Overview of key ETSI and NIST standards guiding our cryptographic design and signature validation, including eIDAS, and FIPS 204.

Updated over 8 months ago

Purpose of This Document

This article outlines the core ETSI and NIST technical standards that underpin the cryptographic implementations in Virifi’s Solution Proposal. These standards ensure interoperability, legal compliance, and resilience to both current and emerging threats — including quantum-based attacks.


ETSI (European Telecommunications Standards Institute)

ETSI provides the technical specifications for eIDAS-compliant electronic signatures used across the EU and by regulated entities globally. The following standards are directly implemented:


Signature Format Standards

  • ETSI EN 319 142-1 (PAdES)

    Digital signatures embedded into PDF files.

  • ETSI EN 319 132-1 (XAdES)

    XML-based digital signature structures for data contracts, workflows.

  • ETSI TS 119 182-1 (JAdES)

    JSON-compatible signatures aligned with JOSE, for APIs and modern applications.

  • ETSI EN 319 122-1 (CAdES)

    Signatures for CMS-based (binary) systems, system-to-system communication.


Validation & Reporting

  • ETSI TS 119 102-2 – Signature Validation Reports (XAdES, PAdES, etc.)

    Provides machine-readable validation status and diagnostics.


NIST (National Institute of Standards and Technology)

NIST defines cryptographic standards for secure digital signatures and key management, widely adopted in both federal and international domains.


Post-Quantum Cryptography

  • FIPS 204 – ML-DSA (Module-Lattice-Based Digital Signature Algorithm)

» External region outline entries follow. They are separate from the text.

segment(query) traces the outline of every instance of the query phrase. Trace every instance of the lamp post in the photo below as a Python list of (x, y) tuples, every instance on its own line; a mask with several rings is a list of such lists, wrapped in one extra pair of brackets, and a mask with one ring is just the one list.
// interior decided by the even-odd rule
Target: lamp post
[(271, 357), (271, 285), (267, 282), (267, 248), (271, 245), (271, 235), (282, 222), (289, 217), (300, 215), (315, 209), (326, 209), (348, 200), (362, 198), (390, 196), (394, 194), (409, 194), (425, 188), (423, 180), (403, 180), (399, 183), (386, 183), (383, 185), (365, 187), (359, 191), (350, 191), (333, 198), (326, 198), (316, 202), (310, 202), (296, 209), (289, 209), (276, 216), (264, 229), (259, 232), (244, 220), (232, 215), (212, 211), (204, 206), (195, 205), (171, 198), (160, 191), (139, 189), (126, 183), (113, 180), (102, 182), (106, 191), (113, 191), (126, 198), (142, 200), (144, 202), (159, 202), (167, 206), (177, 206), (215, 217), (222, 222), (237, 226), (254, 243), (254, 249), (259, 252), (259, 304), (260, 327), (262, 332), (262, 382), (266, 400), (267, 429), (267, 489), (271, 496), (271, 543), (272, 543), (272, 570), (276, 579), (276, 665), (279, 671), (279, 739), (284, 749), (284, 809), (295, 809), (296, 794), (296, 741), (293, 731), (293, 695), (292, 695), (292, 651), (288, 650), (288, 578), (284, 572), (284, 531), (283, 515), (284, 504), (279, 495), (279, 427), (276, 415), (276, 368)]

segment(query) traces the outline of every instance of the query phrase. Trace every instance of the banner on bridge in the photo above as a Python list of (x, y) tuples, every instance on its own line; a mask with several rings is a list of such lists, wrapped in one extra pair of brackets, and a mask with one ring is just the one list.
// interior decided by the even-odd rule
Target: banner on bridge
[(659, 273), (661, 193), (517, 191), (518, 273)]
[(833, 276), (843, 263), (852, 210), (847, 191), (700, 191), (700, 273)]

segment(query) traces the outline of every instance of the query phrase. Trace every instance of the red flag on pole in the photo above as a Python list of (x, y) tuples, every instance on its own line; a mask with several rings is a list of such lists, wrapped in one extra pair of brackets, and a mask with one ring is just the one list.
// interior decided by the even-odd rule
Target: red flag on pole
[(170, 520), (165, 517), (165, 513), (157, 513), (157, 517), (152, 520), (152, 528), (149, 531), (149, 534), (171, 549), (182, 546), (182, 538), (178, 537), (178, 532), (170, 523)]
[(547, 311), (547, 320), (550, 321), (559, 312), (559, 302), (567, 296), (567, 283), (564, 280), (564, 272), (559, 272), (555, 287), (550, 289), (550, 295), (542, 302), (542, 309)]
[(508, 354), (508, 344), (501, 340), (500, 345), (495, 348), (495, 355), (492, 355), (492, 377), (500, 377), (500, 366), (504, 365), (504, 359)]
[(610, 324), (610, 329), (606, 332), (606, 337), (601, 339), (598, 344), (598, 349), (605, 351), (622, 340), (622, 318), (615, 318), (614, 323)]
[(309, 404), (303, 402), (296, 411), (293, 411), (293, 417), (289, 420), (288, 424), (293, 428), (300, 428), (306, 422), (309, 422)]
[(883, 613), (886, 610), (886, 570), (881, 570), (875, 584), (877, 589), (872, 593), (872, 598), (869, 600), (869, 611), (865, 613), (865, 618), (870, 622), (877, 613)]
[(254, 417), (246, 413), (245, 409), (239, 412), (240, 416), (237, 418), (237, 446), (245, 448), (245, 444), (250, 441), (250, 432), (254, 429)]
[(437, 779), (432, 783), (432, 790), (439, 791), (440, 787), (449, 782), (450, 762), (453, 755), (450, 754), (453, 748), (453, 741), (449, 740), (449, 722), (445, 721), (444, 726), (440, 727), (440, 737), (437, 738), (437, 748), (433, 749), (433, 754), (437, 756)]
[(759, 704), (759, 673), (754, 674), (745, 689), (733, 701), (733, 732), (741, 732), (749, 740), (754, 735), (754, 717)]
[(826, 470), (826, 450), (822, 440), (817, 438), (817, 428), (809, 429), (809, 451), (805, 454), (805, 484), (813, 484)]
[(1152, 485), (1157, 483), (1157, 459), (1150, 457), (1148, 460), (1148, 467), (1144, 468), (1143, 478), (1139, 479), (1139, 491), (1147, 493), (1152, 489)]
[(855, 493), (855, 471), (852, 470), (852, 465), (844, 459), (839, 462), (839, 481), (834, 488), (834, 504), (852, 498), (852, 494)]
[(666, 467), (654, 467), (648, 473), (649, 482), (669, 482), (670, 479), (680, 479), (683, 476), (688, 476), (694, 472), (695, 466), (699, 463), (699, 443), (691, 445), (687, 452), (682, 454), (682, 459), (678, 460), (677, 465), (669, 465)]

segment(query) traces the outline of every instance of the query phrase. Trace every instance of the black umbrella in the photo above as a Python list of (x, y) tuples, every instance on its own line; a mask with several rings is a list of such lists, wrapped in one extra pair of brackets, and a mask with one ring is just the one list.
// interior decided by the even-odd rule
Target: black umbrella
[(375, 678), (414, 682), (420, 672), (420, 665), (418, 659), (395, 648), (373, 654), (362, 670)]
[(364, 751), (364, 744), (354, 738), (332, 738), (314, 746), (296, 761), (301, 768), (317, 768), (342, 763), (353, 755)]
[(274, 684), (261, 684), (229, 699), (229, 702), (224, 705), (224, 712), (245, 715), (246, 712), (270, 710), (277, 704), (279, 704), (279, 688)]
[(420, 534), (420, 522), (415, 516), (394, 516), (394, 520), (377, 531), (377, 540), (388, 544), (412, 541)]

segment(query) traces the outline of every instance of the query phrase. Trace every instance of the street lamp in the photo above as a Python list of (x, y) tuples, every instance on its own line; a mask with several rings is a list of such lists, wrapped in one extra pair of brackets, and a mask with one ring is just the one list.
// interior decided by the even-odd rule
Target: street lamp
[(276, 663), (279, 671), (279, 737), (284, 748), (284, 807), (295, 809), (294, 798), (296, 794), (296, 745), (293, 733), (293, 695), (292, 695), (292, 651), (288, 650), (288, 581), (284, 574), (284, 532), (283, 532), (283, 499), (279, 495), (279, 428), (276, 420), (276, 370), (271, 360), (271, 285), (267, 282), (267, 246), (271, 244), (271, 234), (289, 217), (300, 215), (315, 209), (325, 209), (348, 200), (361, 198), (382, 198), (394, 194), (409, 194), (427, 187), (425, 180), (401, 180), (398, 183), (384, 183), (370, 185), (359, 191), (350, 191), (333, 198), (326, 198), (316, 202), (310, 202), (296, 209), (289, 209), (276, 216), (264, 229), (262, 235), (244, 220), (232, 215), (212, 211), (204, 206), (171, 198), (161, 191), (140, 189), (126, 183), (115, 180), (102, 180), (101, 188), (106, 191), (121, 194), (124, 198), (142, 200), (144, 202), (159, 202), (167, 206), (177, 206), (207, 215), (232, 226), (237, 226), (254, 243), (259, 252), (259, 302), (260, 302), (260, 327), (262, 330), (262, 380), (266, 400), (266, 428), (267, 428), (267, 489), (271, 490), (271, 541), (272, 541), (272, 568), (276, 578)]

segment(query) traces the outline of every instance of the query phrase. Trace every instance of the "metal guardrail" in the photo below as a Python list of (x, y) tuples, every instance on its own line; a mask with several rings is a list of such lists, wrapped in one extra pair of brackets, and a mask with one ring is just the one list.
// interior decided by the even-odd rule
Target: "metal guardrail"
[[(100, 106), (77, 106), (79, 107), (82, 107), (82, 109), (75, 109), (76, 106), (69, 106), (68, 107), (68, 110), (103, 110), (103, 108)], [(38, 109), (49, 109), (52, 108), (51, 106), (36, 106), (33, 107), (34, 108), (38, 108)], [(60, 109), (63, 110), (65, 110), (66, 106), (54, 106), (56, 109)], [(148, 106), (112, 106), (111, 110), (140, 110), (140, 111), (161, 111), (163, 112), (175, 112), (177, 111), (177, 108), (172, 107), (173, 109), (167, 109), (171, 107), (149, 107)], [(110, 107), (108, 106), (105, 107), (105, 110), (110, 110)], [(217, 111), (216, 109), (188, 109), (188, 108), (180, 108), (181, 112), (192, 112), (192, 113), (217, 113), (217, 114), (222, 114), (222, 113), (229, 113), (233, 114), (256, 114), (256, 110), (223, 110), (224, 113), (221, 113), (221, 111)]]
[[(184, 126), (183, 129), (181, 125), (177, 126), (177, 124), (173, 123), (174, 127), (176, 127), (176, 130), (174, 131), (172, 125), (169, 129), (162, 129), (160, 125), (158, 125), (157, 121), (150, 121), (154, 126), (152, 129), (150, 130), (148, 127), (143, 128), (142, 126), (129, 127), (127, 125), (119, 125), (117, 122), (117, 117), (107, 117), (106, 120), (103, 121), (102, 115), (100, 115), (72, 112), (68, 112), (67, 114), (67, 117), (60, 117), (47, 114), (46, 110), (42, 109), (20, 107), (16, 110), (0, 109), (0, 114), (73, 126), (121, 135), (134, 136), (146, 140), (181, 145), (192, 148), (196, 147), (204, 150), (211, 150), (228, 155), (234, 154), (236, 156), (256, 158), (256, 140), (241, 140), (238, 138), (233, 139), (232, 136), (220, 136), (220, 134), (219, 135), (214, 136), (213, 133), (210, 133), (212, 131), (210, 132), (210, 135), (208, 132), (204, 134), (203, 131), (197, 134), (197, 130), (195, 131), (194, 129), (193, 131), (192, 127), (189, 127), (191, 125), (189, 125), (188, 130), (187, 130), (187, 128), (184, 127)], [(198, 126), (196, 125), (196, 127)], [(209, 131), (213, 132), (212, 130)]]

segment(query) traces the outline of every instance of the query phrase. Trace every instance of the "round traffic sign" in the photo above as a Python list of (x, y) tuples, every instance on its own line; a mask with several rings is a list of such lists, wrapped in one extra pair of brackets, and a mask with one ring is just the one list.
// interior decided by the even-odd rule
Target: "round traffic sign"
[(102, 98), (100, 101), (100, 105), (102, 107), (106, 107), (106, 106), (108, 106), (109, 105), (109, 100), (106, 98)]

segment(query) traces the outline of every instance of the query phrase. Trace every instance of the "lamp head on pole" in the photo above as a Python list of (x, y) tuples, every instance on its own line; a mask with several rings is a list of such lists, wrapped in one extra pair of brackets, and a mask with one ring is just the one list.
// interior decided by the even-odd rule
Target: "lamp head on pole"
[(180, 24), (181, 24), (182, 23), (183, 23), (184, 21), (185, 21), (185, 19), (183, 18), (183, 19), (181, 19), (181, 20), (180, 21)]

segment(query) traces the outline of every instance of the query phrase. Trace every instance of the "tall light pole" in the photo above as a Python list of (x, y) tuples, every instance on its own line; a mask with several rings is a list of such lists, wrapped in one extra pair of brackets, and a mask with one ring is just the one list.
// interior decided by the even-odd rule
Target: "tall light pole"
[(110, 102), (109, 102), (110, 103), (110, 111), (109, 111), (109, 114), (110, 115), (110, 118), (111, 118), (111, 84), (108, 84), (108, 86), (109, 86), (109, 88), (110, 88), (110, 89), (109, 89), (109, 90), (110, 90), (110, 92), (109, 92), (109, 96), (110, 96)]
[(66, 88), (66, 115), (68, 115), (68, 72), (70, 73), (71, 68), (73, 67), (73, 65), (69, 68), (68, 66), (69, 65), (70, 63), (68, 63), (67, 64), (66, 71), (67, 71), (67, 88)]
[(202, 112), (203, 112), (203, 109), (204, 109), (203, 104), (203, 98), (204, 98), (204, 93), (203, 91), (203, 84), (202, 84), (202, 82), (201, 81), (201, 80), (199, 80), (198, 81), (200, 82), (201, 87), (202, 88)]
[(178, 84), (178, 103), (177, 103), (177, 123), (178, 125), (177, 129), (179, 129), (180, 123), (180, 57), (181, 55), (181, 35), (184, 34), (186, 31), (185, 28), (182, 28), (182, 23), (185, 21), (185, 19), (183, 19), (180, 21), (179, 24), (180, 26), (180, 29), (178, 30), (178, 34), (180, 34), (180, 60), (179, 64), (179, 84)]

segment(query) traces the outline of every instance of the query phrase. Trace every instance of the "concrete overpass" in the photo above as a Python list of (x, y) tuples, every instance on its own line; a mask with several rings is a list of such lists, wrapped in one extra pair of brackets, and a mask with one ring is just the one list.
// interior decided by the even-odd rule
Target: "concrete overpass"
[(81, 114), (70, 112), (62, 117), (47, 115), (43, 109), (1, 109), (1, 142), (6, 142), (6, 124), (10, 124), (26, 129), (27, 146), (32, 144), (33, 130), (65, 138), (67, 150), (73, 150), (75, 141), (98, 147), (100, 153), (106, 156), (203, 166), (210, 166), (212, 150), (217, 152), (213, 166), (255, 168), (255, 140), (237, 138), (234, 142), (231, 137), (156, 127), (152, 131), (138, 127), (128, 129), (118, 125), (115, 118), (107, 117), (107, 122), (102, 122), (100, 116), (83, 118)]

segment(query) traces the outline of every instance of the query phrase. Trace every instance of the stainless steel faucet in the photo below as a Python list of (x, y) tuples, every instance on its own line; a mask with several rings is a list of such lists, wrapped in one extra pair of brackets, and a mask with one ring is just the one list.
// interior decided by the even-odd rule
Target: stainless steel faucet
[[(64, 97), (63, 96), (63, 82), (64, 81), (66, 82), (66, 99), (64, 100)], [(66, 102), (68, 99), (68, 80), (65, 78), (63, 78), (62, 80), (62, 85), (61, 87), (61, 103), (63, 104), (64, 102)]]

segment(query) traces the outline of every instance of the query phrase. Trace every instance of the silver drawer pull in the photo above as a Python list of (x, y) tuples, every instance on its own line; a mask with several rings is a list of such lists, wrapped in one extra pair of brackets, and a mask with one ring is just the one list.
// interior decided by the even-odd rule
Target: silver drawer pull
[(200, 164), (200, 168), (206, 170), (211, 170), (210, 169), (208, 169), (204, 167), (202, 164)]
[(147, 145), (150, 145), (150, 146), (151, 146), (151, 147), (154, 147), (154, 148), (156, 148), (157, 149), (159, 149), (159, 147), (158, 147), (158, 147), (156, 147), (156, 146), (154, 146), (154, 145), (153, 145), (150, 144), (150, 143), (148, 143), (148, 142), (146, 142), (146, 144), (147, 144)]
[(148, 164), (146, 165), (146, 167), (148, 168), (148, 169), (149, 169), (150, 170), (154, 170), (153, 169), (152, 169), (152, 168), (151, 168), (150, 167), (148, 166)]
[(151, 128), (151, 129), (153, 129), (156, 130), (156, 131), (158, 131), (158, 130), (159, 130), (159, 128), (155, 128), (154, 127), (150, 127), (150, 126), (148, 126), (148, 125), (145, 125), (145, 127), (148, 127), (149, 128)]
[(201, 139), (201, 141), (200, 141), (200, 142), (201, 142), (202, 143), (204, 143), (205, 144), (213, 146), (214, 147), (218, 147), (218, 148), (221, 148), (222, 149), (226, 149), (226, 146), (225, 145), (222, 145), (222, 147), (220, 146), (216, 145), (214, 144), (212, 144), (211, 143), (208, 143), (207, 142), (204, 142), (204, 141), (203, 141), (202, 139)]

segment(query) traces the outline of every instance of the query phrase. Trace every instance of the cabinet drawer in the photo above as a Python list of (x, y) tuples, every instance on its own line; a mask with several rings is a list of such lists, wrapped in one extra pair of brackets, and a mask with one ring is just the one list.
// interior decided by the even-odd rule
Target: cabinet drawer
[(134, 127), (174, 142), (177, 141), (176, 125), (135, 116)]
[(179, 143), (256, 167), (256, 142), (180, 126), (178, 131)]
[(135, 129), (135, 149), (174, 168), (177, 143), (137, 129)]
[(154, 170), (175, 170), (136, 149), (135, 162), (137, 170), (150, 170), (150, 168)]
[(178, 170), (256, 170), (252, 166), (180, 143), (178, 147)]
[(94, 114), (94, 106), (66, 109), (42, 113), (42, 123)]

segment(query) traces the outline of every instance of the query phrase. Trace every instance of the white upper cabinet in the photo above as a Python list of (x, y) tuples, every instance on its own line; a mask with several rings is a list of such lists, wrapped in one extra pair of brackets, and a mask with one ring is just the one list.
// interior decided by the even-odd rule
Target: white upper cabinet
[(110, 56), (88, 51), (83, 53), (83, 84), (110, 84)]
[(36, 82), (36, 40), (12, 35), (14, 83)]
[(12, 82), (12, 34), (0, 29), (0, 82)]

    Post-quantum secure signature algorithm used in our Cloud HSM configurations.


Traditional Standards (Referenced Where Applicable)

  • FIPS 140-2 / 140-3 – Hardware cryptographic module validation

  • FIPS 186-5 – Digital Signature Standard (covers RSA, DSA, ECDSA)

  • SP 800-57 / SP 800-131A – Key management, cryptoperiods, algorithm transition guidelines


Why These Standards Matter

  1. Compliance with CBJ Requirements – Both ETSI eIDAS and NIST standards are explicitly referenced in the CBJ Digital Signature Challenge.

  2. Legal Validity – ETSI ensures signatures hold weight across EU and affiliated jurisdictions.

  3. Security Future-Proofing – FIPS 204 aligns with post-quantum strategy.

  4. Technical Interoperability – Systems that use these standards are compatible across regulated financial infrastructures.